The legendary monster of a voice known as Mark Lanegan graced Greenpoint’s Warsaw theater with a mesmerizing performance that bathed in that deeply graveled roar that you can so easily drown in. Lanegan was the otherworldly frontman to the influential psychedelic garage rock group known as Screaming Trees, who helped kick-start the whole grunge rock explosion in the mid to late 80’s Pacific Northwest scene, and long before anyone knew of the likes of Nirvana, this band defined that rustic, low-fi, hard rocking, and relentlessly dark rock sound that went on to define the genre. However, as is often the case in rock history, by the time they got big, the genre was already a relic, and they never made it past the 90’s before turning to dust. The end of that band only made Lanegan rise from the ashes like a Phoenix, so on top of turning out a dozen or so solo albums, he’s also been one of the most prolific nomads in rock, as he was a once full-time member of Queens of the Stone Age with his good pal Josh Homme on several of their most killer albums, did a few albums with Belle & Sebastian vocalist Isobel Campbell, and lots of stuff with Afghan Whigs and Twilight Singers singer Greg Dulli under the name The Gutter Twins, as well as making countless appearances with other bands and artists across the wide spectrum of modern music from hard-rockin’ acts like Eagles of Death Metal and Earth to electronic-heavy acts like Soulsavers and Massive Attack.
His travels may have taken him to many different places musically, but this tour is exclusively a celebration of the music of the Mark Lanegan Band, and this was the very first performance of his that I’ve seen where he didn’t perform any of his other songs with other artists and bands. This tour is called the “Stitch it Up” tour, named for the first single off his forthcoming album Somebody’s Knocking which is out later this year, and it feels like a healing sort of trip for this calloused and bloodied musical legend who has gone through more heartbreak and grief than just about anyone else in existence could ever handle. His stony demeanor, leathery voice, and darkly pulp noir ambiance was quite mesmerizing throughout the nearly two-hour long show.

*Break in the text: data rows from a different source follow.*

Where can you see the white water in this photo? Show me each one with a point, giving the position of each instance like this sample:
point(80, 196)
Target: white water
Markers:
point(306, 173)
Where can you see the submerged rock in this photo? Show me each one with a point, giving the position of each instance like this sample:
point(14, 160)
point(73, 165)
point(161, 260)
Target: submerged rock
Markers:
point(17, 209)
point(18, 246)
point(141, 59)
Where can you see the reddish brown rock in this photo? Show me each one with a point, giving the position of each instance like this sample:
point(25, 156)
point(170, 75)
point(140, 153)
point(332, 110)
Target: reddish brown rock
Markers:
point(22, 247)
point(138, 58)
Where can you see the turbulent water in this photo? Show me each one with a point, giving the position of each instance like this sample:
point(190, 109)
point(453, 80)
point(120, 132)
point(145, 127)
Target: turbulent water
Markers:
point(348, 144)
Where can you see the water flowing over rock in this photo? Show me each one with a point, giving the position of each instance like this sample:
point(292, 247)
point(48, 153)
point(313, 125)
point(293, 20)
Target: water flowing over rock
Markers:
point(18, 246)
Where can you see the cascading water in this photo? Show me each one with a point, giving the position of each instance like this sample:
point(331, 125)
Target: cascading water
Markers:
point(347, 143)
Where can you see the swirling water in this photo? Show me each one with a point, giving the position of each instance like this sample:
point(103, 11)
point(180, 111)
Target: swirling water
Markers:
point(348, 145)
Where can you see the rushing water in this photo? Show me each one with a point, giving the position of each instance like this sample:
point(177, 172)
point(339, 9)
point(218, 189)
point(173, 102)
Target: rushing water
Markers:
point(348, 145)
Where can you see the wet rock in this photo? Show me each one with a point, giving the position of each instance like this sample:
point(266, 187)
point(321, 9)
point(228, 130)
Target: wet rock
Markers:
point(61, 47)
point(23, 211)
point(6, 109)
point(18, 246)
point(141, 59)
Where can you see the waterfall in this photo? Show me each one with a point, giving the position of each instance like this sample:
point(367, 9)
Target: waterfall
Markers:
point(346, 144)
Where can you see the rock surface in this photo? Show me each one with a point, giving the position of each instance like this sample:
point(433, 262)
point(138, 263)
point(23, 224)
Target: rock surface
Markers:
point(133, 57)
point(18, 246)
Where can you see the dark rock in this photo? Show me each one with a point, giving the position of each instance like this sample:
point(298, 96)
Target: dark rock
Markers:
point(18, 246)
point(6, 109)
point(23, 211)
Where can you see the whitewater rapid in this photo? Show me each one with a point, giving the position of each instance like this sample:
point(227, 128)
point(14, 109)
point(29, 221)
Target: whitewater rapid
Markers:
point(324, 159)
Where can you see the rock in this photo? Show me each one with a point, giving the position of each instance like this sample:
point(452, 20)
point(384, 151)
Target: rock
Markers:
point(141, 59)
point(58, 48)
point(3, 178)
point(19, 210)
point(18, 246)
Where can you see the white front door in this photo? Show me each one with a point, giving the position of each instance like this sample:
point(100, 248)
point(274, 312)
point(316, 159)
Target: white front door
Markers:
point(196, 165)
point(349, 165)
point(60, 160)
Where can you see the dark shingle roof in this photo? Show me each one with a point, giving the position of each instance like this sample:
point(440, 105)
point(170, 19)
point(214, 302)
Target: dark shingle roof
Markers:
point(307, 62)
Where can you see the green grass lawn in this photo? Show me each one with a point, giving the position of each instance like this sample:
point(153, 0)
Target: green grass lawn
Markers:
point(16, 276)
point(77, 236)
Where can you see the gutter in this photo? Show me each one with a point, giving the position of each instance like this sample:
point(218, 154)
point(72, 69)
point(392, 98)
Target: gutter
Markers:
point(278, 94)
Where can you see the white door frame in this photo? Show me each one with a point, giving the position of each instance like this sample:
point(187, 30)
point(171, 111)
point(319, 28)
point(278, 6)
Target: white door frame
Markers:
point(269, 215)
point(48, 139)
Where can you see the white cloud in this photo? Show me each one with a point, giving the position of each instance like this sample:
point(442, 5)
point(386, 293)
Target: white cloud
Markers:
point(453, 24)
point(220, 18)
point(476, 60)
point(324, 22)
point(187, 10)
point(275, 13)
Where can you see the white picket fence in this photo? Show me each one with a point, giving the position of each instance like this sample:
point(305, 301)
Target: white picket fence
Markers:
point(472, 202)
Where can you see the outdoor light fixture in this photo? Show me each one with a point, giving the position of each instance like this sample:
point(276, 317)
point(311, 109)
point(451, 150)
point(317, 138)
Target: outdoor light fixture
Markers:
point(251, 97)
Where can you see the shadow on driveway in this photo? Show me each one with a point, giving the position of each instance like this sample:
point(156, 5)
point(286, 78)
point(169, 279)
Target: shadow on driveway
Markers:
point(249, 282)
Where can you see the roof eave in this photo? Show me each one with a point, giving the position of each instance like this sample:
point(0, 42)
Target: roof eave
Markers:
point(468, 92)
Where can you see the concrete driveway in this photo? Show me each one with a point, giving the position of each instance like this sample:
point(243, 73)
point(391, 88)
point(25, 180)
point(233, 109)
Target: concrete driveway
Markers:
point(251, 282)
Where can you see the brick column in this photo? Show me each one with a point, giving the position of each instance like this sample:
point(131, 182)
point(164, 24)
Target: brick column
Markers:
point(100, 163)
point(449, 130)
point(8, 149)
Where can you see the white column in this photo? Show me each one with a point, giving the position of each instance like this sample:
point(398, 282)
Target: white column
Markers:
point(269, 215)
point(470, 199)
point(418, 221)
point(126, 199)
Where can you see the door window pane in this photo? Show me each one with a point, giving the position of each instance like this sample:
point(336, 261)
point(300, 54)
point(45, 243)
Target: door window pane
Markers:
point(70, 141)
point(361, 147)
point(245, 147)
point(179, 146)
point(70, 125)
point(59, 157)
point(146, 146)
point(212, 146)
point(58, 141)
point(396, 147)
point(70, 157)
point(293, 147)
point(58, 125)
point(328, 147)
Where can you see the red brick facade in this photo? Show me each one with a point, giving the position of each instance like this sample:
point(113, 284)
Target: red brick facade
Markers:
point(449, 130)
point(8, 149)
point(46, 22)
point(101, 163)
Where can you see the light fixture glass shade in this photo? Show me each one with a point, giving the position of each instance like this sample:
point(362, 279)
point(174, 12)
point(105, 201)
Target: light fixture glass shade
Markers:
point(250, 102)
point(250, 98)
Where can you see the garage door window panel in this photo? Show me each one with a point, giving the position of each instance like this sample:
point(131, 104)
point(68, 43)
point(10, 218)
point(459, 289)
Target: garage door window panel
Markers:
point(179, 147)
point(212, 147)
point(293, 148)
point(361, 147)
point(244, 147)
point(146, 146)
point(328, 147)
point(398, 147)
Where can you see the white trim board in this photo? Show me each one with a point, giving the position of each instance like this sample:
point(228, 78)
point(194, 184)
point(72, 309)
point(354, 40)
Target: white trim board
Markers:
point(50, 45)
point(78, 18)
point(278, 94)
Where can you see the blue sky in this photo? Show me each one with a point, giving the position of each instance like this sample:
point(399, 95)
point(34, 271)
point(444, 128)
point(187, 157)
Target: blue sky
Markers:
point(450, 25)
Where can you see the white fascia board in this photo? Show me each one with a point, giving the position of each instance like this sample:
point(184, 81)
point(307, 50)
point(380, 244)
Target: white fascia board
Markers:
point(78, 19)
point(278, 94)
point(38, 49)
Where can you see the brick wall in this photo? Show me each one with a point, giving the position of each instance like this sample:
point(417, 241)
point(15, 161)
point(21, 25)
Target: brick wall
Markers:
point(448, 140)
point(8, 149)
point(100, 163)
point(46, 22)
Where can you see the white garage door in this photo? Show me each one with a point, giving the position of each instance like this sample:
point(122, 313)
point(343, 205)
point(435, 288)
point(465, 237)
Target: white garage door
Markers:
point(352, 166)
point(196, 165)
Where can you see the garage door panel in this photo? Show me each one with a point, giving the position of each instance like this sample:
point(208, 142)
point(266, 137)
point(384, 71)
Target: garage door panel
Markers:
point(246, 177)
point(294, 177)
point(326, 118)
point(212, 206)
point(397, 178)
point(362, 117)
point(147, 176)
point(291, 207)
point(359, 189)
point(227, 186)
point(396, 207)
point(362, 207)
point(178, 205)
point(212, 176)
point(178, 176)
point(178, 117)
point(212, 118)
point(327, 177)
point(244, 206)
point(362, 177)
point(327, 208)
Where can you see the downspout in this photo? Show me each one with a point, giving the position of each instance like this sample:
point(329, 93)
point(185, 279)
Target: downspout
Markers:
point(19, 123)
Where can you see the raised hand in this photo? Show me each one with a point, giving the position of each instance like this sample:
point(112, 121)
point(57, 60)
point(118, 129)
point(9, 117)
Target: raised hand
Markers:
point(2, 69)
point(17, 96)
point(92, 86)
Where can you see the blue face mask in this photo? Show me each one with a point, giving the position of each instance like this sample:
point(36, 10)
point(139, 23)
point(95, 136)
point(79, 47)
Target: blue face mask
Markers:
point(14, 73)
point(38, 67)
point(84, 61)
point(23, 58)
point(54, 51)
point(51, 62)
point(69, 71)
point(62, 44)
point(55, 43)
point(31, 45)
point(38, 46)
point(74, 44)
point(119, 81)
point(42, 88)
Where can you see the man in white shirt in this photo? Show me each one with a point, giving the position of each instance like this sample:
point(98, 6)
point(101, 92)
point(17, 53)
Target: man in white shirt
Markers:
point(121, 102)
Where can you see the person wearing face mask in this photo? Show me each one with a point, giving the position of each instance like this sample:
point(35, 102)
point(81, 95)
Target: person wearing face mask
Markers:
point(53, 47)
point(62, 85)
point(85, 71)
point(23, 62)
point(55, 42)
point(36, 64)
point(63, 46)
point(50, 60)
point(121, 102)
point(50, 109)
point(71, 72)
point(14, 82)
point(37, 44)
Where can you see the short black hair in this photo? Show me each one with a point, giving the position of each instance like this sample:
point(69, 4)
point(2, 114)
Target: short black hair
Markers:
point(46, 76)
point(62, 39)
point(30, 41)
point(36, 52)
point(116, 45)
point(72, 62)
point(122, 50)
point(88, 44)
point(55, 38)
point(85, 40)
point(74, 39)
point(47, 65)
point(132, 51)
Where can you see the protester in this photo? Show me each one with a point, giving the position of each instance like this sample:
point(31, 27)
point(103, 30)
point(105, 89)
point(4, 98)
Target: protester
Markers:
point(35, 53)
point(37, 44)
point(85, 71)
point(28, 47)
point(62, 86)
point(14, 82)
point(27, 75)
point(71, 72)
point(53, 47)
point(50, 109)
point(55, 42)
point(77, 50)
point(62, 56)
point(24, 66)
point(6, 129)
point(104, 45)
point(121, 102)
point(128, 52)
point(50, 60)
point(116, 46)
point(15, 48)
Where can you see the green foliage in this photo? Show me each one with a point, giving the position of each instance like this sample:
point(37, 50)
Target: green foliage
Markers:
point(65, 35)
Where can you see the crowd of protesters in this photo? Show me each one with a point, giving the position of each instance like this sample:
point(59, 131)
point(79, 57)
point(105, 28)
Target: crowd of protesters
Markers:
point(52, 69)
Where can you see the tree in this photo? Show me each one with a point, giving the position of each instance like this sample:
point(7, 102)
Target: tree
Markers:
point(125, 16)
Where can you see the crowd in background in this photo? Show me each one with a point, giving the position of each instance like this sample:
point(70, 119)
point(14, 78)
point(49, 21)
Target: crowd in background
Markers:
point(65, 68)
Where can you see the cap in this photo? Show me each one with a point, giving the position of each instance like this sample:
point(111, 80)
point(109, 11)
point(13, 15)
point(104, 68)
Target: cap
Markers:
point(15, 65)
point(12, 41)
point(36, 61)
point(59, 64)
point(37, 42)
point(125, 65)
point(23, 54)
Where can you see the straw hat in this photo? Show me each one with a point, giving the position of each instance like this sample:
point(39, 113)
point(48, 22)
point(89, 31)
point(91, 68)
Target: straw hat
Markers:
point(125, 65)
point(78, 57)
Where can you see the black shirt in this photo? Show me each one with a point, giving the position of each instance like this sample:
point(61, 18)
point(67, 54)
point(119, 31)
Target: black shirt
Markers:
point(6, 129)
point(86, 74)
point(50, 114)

The night opened with a performance by Crime & the City Solution singer Simon Bonney, who played a stripped-down solo acoustic set. The Lanegan Band set did hit up some of the lowest tones of his solo material with tracks like “The Gravedigger’s Song,” “Hit the City,” and a heavenly rendition of “Bleeding Muddy Water” performed faithfully from a dimly lit stage by a stoically standing Lanegan, who may not move around much up on stage, but he does mesmerize with his thunderous presence. After coming out for an encore, he was joined by his wife and musical partner Shelley Brien, who came out towards the end of the show and sang on a few stripped-down duets before they cranked up the volume again for a classic closer of “Methamphetamine Blues.” Mark Lanegan is a wizard of spellbinding with a mystical voice, and his band spins a wondrous yarn, and the lengthy set managed to prove how masterfully his solo material holds up to this day.